# Rbp's Turning Yellow?



## ScarsandCars (Jul 17, 2011)

I went out of town for a week but my gf continued feeding my baby p's their diet and she told me that they started actin really lazy. When I got home today i noticed the area on the gills that normally start to turn red are yellow. But only the bigger ones. All of my previous piranhas started getting their red bellies about this size. I know i need to do my water change but the ammonia and pH are still looking perfect.

All the threads im reading are saying theyre still pygo natts but theyre "tern" pygo natts. Help! Theyre about two inches TL but look almost exactly like the "ternetzi" on aquascapeonline.com.

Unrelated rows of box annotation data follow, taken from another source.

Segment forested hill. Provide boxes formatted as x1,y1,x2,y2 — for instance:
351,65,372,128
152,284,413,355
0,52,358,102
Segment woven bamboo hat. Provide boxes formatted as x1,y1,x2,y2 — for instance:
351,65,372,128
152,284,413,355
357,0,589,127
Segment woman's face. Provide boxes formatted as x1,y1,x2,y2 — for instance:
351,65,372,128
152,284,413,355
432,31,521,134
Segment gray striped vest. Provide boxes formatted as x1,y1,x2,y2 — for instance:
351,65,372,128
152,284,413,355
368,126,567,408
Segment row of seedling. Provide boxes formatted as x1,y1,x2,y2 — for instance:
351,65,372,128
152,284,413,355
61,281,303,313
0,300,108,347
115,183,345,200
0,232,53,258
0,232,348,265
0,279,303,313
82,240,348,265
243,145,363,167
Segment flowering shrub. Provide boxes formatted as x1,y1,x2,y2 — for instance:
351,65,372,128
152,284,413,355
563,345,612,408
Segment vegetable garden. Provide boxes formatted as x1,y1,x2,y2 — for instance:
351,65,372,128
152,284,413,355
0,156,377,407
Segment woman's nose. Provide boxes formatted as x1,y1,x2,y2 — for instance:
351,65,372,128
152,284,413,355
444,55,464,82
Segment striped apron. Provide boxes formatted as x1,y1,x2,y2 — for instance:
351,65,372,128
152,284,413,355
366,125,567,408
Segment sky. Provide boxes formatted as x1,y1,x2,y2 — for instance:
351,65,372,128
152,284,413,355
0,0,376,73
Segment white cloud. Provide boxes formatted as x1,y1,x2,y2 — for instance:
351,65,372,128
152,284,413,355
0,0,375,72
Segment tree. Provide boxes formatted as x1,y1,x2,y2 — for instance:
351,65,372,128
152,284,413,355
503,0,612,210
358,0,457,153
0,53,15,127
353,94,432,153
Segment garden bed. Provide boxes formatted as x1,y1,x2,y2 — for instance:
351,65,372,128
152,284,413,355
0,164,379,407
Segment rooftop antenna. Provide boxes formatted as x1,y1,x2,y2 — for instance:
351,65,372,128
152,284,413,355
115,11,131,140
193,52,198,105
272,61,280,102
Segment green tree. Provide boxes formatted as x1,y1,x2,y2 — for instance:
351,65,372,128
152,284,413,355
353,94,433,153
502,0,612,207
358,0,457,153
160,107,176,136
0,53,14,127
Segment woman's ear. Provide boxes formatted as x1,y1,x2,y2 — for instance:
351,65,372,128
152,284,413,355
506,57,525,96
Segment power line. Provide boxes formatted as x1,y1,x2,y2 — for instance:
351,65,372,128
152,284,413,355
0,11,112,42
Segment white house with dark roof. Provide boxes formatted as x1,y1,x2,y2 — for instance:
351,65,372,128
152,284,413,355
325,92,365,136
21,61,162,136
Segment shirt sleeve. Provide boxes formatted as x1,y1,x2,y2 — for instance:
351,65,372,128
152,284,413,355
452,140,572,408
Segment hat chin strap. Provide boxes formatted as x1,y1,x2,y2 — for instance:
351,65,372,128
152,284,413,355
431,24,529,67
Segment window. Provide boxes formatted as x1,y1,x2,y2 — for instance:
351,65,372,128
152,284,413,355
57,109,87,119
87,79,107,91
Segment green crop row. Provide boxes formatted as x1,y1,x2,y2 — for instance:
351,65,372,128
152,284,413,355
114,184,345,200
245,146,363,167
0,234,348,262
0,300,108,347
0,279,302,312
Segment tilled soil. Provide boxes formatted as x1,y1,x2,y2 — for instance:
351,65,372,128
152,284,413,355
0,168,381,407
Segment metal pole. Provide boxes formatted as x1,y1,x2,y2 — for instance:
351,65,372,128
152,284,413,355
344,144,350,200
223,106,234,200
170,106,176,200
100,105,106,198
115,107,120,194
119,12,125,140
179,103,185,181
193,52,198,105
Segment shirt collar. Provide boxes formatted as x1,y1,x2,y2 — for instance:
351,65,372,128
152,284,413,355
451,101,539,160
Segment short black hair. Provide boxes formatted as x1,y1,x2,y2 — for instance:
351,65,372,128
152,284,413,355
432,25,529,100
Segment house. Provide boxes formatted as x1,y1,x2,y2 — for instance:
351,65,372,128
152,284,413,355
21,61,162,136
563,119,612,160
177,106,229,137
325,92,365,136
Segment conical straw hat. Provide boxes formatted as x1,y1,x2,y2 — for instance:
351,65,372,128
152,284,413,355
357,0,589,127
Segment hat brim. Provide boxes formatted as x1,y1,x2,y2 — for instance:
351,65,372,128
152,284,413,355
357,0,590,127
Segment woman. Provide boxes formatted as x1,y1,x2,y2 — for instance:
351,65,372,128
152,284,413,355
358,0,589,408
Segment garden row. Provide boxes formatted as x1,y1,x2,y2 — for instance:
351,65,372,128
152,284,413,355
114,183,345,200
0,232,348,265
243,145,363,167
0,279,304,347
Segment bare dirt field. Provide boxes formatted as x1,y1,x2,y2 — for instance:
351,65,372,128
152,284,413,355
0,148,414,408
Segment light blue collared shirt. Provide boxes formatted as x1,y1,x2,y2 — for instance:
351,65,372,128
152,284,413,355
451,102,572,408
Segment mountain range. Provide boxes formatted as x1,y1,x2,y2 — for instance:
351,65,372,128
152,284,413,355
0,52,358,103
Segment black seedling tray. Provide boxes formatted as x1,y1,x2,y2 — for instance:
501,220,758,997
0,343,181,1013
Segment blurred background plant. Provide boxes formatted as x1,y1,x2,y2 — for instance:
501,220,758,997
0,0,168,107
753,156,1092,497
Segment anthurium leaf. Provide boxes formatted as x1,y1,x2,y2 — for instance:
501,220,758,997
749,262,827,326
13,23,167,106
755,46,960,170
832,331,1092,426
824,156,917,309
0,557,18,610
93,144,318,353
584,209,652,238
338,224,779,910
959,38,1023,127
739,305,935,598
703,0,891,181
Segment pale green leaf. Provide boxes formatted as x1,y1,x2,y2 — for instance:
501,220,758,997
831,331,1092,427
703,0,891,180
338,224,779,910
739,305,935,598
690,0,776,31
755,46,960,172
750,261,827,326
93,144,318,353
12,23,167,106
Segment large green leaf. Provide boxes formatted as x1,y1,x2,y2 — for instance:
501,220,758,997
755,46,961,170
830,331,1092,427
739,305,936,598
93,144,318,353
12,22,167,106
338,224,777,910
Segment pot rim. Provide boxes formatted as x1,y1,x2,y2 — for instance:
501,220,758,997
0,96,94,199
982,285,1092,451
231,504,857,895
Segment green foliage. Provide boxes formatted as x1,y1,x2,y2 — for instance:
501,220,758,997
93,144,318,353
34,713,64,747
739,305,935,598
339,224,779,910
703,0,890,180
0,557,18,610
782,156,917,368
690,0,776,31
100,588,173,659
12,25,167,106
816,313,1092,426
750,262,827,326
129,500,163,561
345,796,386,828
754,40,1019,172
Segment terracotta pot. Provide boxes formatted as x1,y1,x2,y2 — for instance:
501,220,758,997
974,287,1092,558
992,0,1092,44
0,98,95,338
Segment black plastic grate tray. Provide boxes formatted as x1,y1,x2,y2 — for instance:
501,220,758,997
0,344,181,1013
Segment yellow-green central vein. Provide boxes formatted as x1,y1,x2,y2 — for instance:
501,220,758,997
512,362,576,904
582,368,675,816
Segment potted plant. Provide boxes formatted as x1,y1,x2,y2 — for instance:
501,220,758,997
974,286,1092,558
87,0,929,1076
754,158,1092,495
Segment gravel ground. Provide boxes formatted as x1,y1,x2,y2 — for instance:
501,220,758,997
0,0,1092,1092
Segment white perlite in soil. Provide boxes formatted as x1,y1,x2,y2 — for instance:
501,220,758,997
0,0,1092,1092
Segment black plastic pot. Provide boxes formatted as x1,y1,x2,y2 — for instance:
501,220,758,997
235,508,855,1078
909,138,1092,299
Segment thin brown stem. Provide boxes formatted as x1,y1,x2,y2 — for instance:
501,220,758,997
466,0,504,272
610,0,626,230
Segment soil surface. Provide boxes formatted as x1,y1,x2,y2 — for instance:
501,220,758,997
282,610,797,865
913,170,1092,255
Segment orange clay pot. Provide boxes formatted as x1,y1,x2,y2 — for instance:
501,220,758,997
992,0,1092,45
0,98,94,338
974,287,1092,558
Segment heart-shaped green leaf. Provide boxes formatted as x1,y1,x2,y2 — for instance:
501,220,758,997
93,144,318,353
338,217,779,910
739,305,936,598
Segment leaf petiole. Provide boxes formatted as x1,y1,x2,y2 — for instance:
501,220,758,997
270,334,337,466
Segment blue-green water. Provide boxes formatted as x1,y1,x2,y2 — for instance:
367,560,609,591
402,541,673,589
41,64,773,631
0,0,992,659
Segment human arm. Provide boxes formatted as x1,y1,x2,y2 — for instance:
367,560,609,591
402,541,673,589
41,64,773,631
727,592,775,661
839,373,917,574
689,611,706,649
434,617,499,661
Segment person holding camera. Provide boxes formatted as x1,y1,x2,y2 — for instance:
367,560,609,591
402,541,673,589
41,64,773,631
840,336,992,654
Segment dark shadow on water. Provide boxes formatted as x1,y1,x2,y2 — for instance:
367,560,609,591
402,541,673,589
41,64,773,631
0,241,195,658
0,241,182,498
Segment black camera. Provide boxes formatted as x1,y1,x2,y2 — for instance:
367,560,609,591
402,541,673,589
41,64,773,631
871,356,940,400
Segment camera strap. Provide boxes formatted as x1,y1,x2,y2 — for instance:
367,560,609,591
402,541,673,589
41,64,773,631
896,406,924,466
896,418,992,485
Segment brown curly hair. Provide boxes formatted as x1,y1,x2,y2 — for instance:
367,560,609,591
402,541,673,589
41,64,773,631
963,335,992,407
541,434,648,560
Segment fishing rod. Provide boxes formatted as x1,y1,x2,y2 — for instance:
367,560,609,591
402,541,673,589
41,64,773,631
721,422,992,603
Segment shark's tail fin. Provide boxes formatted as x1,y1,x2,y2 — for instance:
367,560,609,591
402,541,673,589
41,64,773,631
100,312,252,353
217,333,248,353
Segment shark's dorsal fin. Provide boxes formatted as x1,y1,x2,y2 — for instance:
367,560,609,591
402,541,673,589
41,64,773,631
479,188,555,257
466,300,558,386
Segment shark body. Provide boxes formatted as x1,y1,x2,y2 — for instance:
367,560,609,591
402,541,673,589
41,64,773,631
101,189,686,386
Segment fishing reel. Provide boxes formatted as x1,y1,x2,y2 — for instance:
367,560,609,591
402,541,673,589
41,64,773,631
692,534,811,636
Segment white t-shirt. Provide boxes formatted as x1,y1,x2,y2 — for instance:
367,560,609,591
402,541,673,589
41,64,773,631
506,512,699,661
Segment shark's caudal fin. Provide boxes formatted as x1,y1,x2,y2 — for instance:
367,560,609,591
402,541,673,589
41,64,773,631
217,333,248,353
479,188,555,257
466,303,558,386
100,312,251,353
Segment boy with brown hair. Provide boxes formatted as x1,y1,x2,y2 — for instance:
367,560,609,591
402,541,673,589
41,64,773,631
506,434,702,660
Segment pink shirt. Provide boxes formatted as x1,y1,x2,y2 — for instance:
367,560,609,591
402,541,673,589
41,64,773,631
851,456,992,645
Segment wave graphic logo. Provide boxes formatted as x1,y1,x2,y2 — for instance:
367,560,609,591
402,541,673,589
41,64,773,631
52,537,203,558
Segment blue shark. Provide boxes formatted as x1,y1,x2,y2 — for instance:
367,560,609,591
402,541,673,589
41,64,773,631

Can someone clarify this for me?


----------



## hastatus (Jan 16, 2003)

ScarsandCars said:


> I went out of town for a week but my gf continued feeding my baby p's their diet and she told me that they started actin really lazy. When I got home today i noticed the area on the gills that normally start to turn red are yellow. But only the bigger ones. All of my previous piranhas started getting their red bellies about this size. I know i need to do my water change but the ammonia and pH are still looking perfect.
> 
> All the threads im reading are saying theyre still pygo natts but theyre "tern" pygo natts. Help! Theyre about two inches TL but look almost exactly like the "ternetzi" on aquascapeonline.com.
> 
> Can someone clarify this for me?


What's the question?


----------



## ScarsandCars (Jul 17, 2011)

Whats the differences between a ternetzi and a yellow variant pygo natt? Are they actually red p natts and im doing something wrong to effect their color? Ill try to post pics.


----------



## hastatus (Jan 16, 2003)

ScarsandCars said:


> Whats the differences between a ternetzi and a yellow variant pygo natt? Are they actually red p natts and im doing something wrong to effect their color? Ill try to post pics.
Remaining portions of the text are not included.